At oral argument Calloway asserted, essentially for the first time, that because paragraph 5(m) of her lease also permitted her eviction for "other activity"—not just criminal and drug activity— that threatened the safety of others, her right to cure has not been supplanted by the federal regime cited in Scarborough, which related only to activities criminal in nature. Whatever force that argument might have in another case, however, it has none here, where the only factual basis on which DCHA sought Calloway's eviction was the drugs, drug paraphernalia, and firearms and ammunition found in her dwelling.

*890 Calloway further argues that the notice to vacate served on her by DCHA was "impermissibly vague" (Br. for App. at 29). It was not. As in Scarborough, the notice "contained a statement detailing the reasons for the eviction, including the factual basis on which [DCHA] relied," and "specified the grounds for termination." Scarborough, 890 A.2d at 252 n. 2 (internal quotation marks, brackets and citations omitted). It was fully sufficient to enable her to prepare a defense to the claimed violations.

Finally, Calloway argues that the evidence was insufficient to prove that she violated paragraph 5(m) of the lease. She is correct that, contrary to the command of federal law, see Department of Hous. & Urban Dev. v. Rucker, 535 U.S. 125, 122 S. Ct. 1230, 152 L. Ed. 2d 258 (2002), the terms of paragraph 5(m) made her liable only for her own criminal activity on the premises-not for the activity of a guest or invitee.[2] We assume, therefore, without strictly deciding, that she could be evicted under paragraph 5(m) only for criminal activity for which she was personally responsible—not for the activity of Maurice Calloway, her son, who was present in the house at the time in close proximity to some of the contraband. Even so, the jury was instructed on constructive possession, and the evidence was sufficient in this civil case—with its proof requirement only of preponderance of the evidence—to permit a conclusion that Calloway had constructively possessed the weapons, ammunition, PCP, and drug paraphernalia found at three separate locations in the property leased to her. See generally Rivas v. United States, 783 A.2d 125 (D.C.2001) (en banc); see id. at 133 (noting difference in proof requirements, as to constructive possession, between criminal case and one involving "less stringent standards of proof"). The jury's finding, reflected separately in the verdict form, that Calloway had violated paragraph 5(m) of the lease is, accordingly, supported by the record.[3]

Affirmed.

NOTES

[*] The decision in this case was originally released as a Memorandum Opinion and Judgment on December 8, 2006. It is now being published upon motion by appellee.

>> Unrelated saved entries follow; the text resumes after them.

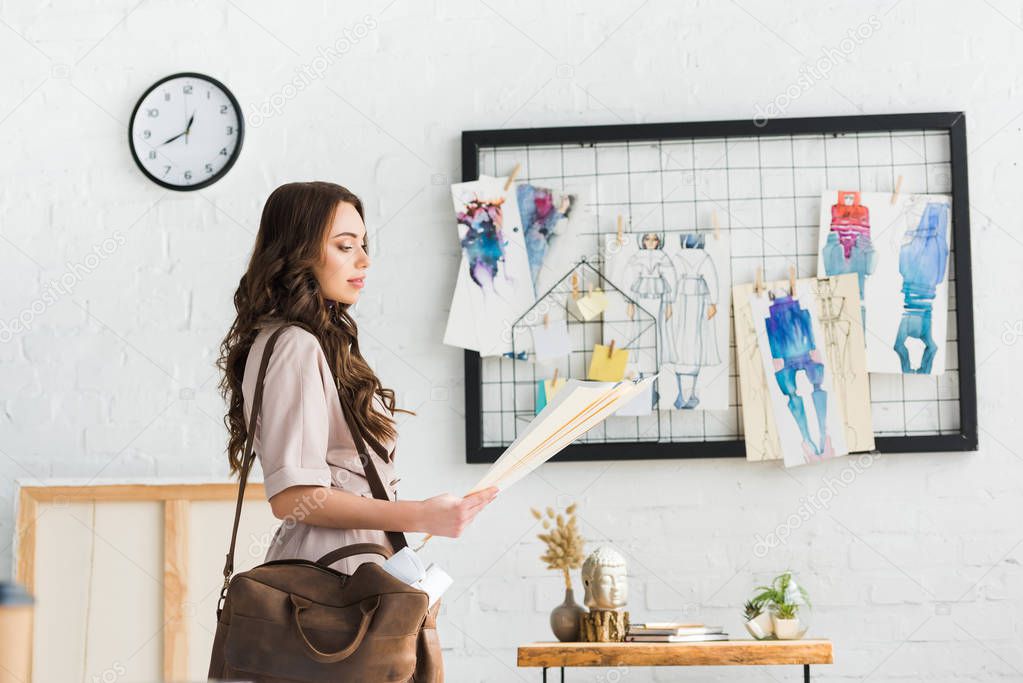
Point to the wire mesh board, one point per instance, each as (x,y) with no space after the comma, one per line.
(760,184)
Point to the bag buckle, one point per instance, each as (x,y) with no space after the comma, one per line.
(223,595)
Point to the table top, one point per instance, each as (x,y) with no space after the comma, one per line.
(715,652)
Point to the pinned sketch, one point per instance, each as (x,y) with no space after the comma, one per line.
(541,210)
(493,285)
(806,409)
(899,253)
(838,309)
(550,339)
(683,283)
(837,305)
(621,319)
(573,236)
(700,320)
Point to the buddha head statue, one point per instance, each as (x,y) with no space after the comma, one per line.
(605,580)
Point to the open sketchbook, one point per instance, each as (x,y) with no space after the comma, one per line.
(575,409)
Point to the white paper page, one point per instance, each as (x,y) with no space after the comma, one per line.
(579,410)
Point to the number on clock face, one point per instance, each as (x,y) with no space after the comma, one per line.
(186,131)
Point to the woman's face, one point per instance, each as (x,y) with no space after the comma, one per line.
(342,270)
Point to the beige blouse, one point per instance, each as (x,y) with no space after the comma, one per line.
(302,439)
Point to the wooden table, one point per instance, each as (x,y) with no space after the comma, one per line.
(713,653)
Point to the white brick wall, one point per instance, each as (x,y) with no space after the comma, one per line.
(915,567)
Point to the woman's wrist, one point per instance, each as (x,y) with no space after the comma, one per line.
(410,515)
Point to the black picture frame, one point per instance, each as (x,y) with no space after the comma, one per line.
(951,122)
(230,161)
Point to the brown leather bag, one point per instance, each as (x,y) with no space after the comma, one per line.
(295,620)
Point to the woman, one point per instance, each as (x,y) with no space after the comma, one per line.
(308,266)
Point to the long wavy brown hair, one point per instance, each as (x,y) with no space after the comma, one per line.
(279,285)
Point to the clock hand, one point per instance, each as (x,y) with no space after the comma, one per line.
(188,127)
(172,139)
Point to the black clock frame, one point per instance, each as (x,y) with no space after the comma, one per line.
(231,160)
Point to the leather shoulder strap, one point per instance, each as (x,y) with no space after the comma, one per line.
(249,455)
(376,487)
(397,539)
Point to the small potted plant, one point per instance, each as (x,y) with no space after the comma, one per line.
(564,552)
(785,597)
(758,620)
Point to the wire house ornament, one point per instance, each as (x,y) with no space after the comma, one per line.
(638,335)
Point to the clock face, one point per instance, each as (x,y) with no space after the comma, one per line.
(186,131)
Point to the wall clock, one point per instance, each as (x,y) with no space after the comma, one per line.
(185,132)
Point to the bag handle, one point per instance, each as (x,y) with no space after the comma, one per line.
(354,549)
(249,455)
(367,607)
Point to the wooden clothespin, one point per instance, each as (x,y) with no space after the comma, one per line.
(515,172)
(898,186)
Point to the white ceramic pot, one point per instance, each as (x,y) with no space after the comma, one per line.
(760,627)
(788,629)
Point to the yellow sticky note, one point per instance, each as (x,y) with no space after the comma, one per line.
(603,368)
(592,304)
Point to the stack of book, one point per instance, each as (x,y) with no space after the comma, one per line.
(672,632)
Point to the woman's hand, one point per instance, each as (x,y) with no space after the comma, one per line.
(448,515)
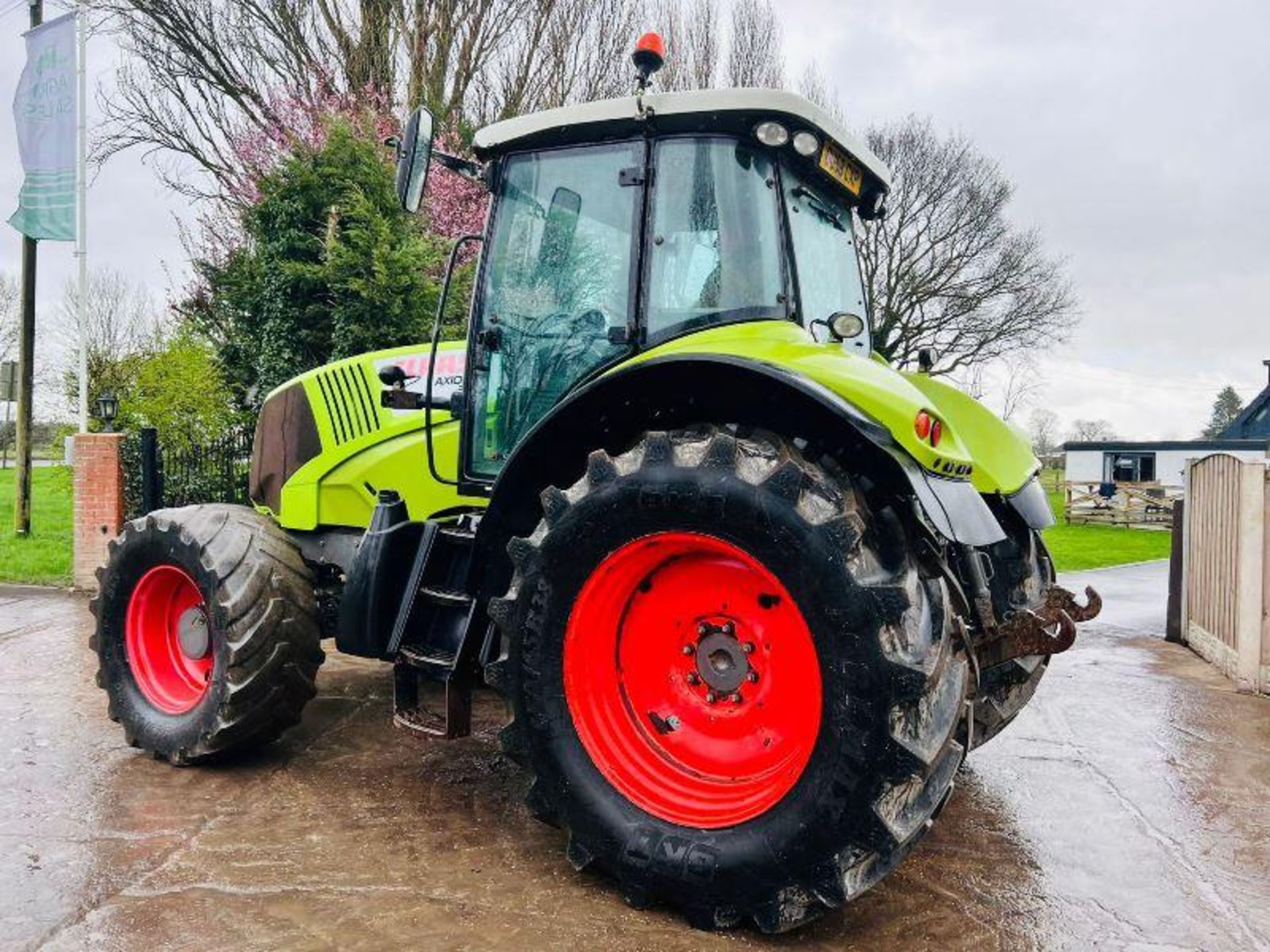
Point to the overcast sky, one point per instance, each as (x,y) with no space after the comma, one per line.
(1137,134)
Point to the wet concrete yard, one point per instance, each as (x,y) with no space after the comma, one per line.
(1129,805)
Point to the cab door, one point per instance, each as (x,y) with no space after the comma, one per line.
(556,294)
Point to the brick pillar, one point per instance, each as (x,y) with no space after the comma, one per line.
(98,502)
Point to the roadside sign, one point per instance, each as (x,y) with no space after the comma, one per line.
(8,381)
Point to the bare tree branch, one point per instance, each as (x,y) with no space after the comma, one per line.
(755,56)
(947,270)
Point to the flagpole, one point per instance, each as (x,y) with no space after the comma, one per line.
(26,360)
(81,198)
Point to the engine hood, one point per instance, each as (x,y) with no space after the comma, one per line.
(976,444)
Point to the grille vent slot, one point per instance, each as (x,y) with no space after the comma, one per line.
(349,404)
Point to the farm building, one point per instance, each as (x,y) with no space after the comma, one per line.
(1159,461)
(1162,461)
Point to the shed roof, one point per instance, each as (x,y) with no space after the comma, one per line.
(1254,423)
(1129,446)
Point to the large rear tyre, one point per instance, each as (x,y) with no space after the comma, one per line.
(733,686)
(207,635)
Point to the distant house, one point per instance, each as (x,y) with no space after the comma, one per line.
(1254,423)
(1162,461)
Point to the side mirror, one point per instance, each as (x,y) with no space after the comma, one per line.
(414,153)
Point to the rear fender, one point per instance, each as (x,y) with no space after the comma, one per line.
(667,393)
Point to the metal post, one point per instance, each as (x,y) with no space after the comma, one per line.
(26,362)
(81,197)
(151,481)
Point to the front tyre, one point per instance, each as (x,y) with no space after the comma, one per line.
(730,680)
(207,636)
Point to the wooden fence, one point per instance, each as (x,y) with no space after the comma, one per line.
(1226,568)
(1137,504)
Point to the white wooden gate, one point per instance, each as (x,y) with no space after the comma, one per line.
(1226,568)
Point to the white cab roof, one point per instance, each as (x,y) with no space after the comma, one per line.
(505,135)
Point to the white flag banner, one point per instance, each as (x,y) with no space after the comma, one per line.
(44,110)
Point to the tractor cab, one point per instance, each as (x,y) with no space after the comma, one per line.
(618,226)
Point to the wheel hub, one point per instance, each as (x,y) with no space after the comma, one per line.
(168,640)
(693,680)
(722,662)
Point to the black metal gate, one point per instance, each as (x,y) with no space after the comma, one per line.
(160,477)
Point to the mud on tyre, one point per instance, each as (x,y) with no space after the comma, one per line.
(207,635)
(884,680)
(1023,573)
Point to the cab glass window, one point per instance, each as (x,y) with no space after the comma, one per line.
(715,238)
(556,291)
(825,257)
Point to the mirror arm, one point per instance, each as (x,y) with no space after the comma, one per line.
(470,171)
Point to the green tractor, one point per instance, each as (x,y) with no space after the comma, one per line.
(749,593)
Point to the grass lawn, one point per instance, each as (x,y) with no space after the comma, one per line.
(45,556)
(1078,547)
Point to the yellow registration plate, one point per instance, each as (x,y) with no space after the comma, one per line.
(841,168)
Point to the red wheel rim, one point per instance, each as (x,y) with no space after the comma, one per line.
(657,635)
(168,640)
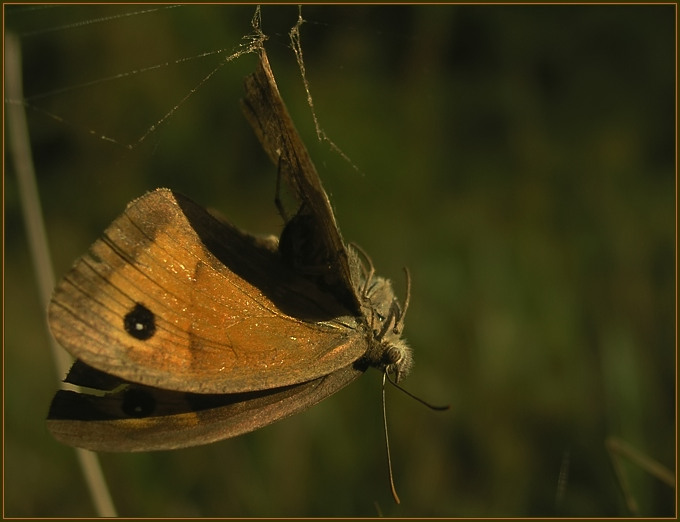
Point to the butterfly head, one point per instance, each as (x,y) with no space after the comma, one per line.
(389,352)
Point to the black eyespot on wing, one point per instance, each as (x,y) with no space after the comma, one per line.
(140,322)
(138,403)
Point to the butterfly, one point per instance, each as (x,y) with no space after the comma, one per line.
(187,330)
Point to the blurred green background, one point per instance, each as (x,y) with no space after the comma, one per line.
(518,159)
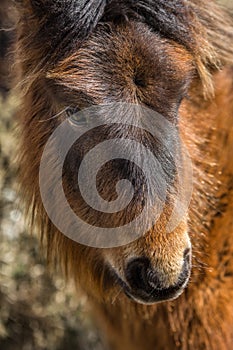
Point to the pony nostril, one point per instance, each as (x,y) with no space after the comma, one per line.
(136,273)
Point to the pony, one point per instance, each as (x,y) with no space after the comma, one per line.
(176,58)
(6,39)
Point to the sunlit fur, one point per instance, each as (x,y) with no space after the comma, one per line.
(54,50)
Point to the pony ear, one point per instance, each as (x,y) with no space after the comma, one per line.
(65,16)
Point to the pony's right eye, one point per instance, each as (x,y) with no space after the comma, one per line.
(76,117)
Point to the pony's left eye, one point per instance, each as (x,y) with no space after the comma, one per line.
(76,116)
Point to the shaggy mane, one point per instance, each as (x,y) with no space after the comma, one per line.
(202,27)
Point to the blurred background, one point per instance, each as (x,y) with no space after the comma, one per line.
(38,310)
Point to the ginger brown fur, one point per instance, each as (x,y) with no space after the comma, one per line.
(176,57)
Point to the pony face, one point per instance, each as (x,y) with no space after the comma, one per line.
(78,59)
(127,63)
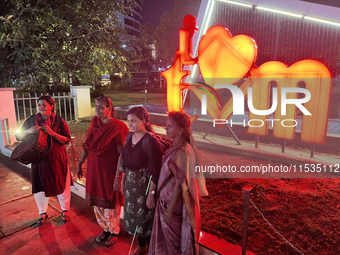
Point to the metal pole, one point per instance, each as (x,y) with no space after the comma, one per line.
(283,145)
(312,150)
(246,192)
(257,141)
(206,134)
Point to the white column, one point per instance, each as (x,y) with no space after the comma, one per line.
(82,101)
(7,111)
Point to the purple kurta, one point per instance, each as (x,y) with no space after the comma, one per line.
(182,236)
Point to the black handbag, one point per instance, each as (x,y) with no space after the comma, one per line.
(32,147)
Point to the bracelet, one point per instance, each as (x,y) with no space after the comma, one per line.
(165,211)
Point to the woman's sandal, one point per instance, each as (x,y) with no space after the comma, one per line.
(102,236)
(111,240)
(140,250)
(42,219)
(66,217)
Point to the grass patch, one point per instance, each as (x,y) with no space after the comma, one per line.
(126,98)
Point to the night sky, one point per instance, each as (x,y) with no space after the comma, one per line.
(153,10)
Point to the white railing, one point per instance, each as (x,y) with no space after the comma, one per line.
(27,106)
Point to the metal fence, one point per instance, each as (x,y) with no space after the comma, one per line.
(27,106)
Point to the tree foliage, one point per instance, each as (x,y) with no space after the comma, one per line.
(44,38)
(142,49)
(166,35)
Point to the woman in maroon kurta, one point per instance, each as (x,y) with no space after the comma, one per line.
(50,173)
(103,146)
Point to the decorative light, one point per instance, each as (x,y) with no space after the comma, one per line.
(237,3)
(280,12)
(322,21)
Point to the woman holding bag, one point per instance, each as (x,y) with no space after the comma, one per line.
(50,174)
(103,146)
(140,163)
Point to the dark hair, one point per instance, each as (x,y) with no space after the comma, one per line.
(142,114)
(108,103)
(49,100)
(183,121)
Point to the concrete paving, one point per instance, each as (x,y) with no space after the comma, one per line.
(18,215)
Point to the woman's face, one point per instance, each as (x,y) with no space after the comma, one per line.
(135,124)
(44,108)
(102,110)
(172,129)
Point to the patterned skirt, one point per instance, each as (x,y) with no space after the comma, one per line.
(138,218)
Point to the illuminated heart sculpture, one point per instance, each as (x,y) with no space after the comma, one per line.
(317,80)
(221,56)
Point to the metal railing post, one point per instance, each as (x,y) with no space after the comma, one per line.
(246,191)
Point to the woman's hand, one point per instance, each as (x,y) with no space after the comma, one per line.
(80,172)
(116,185)
(122,187)
(47,130)
(150,201)
(32,130)
(167,217)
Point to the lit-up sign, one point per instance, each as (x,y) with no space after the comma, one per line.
(304,86)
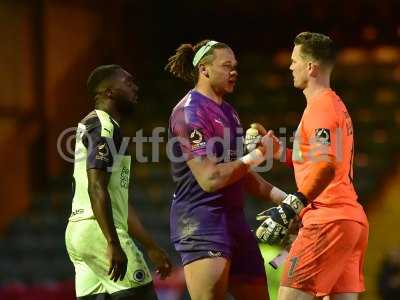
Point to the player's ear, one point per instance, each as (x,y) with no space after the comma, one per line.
(203,70)
(108,92)
(312,69)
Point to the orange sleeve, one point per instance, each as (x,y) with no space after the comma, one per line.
(321,127)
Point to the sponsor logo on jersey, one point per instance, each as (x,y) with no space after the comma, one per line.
(124,178)
(214,253)
(323,136)
(196,139)
(139,275)
(103,152)
(77,212)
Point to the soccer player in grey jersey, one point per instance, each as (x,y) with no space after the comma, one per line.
(107,263)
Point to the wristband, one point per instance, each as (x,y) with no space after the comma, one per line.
(253,159)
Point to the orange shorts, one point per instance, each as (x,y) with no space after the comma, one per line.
(327,259)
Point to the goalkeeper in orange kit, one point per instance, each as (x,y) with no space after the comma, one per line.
(327,256)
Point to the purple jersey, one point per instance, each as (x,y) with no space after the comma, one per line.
(200,127)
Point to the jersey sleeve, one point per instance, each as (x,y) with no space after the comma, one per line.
(99,154)
(190,128)
(322,129)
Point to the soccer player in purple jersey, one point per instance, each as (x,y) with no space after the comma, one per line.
(208,226)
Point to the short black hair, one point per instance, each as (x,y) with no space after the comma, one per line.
(98,75)
(317,46)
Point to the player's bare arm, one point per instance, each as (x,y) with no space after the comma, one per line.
(101,206)
(156,254)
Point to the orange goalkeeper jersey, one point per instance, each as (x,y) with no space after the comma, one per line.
(326,129)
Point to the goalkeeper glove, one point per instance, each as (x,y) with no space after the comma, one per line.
(276,219)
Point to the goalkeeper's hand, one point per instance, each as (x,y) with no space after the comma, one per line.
(276,219)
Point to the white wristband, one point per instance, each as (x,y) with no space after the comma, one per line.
(277,195)
(253,159)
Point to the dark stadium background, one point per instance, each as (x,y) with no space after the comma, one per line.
(49,47)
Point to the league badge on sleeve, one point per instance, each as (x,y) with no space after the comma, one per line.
(196,139)
(103,152)
(323,136)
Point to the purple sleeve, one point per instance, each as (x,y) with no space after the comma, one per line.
(99,155)
(192,131)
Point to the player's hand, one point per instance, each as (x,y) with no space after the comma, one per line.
(160,260)
(118,261)
(274,226)
(276,220)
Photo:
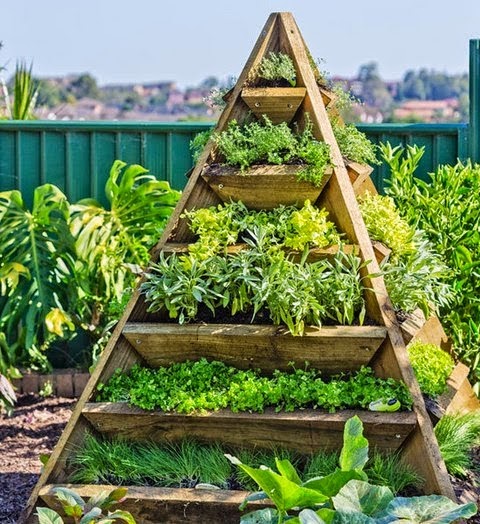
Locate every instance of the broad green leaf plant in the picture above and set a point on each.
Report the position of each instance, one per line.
(112, 245)
(65, 268)
(37, 269)
(343, 497)
(94, 511)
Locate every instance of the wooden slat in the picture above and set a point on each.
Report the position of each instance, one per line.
(263, 186)
(151, 505)
(279, 104)
(421, 451)
(459, 396)
(331, 348)
(412, 325)
(431, 332)
(305, 431)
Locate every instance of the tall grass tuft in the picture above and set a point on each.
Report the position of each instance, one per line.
(457, 435)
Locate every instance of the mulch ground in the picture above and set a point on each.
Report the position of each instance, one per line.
(35, 427)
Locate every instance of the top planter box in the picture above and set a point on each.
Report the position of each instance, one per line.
(279, 103)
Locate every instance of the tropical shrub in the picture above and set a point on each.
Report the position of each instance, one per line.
(344, 496)
(112, 245)
(447, 209)
(37, 271)
(66, 268)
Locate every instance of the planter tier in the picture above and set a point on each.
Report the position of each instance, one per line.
(279, 104)
(151, 505)
(263, 186)
(332, 349)
(132, 342)
(305, 431)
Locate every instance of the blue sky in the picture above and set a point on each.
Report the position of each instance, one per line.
(120, 41)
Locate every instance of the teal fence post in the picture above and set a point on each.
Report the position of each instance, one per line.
(474, 87)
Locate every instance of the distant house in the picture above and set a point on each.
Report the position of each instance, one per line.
(427, 110)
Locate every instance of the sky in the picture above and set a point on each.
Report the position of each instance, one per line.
(126, 41)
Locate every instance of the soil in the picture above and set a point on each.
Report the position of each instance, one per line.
(35, 427)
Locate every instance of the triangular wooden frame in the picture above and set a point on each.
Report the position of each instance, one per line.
(420, 448)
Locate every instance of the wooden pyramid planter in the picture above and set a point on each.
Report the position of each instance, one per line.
(145, 338)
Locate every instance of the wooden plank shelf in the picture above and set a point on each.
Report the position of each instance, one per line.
(331, 348)
(305, 430)
(150, 505)
(263, 186)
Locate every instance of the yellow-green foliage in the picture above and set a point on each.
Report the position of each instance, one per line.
(309, 226)
(385, 224)
(432, 367)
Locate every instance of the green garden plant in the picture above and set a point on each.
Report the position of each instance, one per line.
(91, 512)
(65, 268)
(267, 143)
(344, 496)
(432, 367)
(353, 144)
(210, 386)
(190, 463)
(414, 274)
(457, 434)
(25, 92)
(112, 244)
(37, 272)
(446, 208)
(277, 66)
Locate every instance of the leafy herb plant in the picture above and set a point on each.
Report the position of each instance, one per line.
(354, 145)
(189, 387)
(277, 66)
(267, 143)
(446, 208)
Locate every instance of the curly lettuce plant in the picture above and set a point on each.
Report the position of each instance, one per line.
(446, 207)
(432, 367)
(226, 224)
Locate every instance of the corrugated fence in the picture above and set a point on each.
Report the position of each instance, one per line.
(77, 156)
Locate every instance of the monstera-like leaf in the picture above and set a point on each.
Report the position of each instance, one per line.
(112, 243)
(36, 264)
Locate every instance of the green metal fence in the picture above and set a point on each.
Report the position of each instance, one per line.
(76, 156)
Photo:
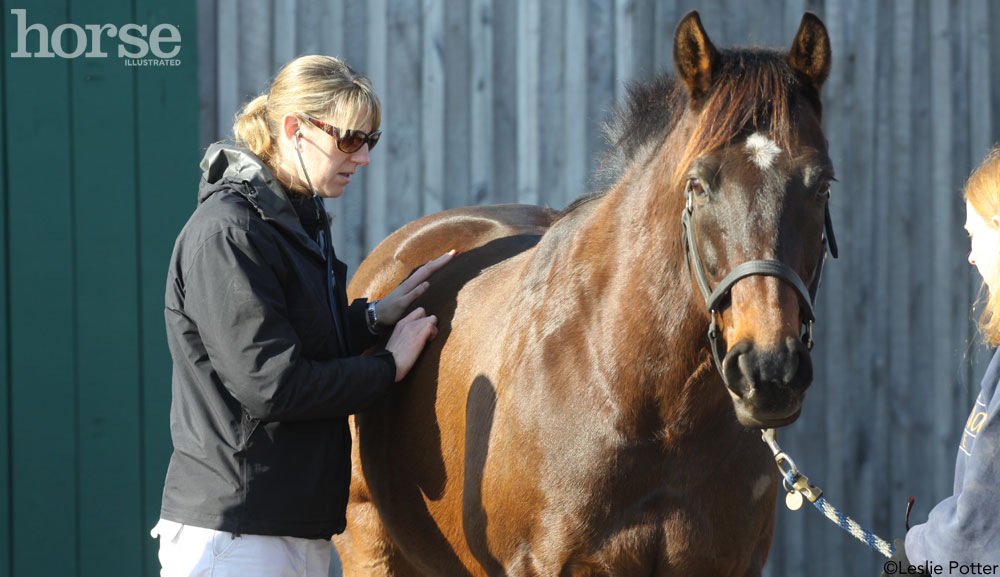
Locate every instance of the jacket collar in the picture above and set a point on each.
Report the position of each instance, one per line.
(227, 166)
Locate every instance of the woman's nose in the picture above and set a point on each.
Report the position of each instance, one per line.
(361, 156)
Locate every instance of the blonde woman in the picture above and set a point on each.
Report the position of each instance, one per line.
(264, 344)
(962, 533)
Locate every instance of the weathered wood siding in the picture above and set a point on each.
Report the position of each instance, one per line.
(490, 101)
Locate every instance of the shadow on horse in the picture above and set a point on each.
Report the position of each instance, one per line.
(574, 416)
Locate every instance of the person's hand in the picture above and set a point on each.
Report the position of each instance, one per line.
(391, 308)
(408, 339)
(899, 564)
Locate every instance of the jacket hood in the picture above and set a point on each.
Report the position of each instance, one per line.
(227, 166)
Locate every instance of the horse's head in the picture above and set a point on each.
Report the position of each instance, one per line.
(756, 176)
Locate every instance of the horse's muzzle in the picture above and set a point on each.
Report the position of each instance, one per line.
(768, 384)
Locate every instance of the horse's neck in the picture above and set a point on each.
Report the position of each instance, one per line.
(614, 270)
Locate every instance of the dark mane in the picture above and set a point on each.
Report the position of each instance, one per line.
(756, 90)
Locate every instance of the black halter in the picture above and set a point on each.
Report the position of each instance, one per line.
(763, 267)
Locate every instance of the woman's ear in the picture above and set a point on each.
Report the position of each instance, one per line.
(290, 125)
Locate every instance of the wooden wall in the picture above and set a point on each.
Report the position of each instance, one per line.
(489, 101)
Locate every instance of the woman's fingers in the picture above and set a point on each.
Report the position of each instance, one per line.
(425, 271)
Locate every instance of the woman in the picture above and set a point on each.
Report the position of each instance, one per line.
(264, 345)
(963, 531)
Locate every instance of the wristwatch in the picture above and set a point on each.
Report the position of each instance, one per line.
(372, 317)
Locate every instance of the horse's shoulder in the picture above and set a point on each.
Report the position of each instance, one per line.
(461, 229)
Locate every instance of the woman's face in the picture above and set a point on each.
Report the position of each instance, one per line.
(984, 235)
(330, 169)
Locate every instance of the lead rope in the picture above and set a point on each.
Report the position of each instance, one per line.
(798, 487)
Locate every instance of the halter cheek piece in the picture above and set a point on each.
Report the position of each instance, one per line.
(762, 267)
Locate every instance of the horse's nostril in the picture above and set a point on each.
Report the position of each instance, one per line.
(738, 367)
(747, 368)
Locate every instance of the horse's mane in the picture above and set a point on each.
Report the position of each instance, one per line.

[1] Scarborough was decided after Calloway filed her opening brief.

[2] By a pretrial order, a Superior Court judge had read the paragraph that way and limited DCHA to proving personal liability by Calloway for violation of paragraph 5(m); DCHA took no cross-appeal from that ruling. To the extent Calloway now argues that jury instructions given by the judge, and closing argument by DCHA, allowed the jury nonetheless to find her liable under paragraph 5(m) for someone else's conduct that she had not facilitated and of which she had no knowledge, she made no objection to the instructions or closing argument on that ground. Indeed, her briefs on appeal make no challenge to the trial court's instructions as such.

[3] In view of this analysis, including the separate verdicts returned by the jury, we need not consider issues related to the jury's finding that Calloway had also violated paragraph 5 (l) of the lease. Further, any prejudice she suffered from the admission in evidence of the transcript of Maurice Calloway's guilty plea was, we conclude, negligible and certainly not enough to warrant reversal.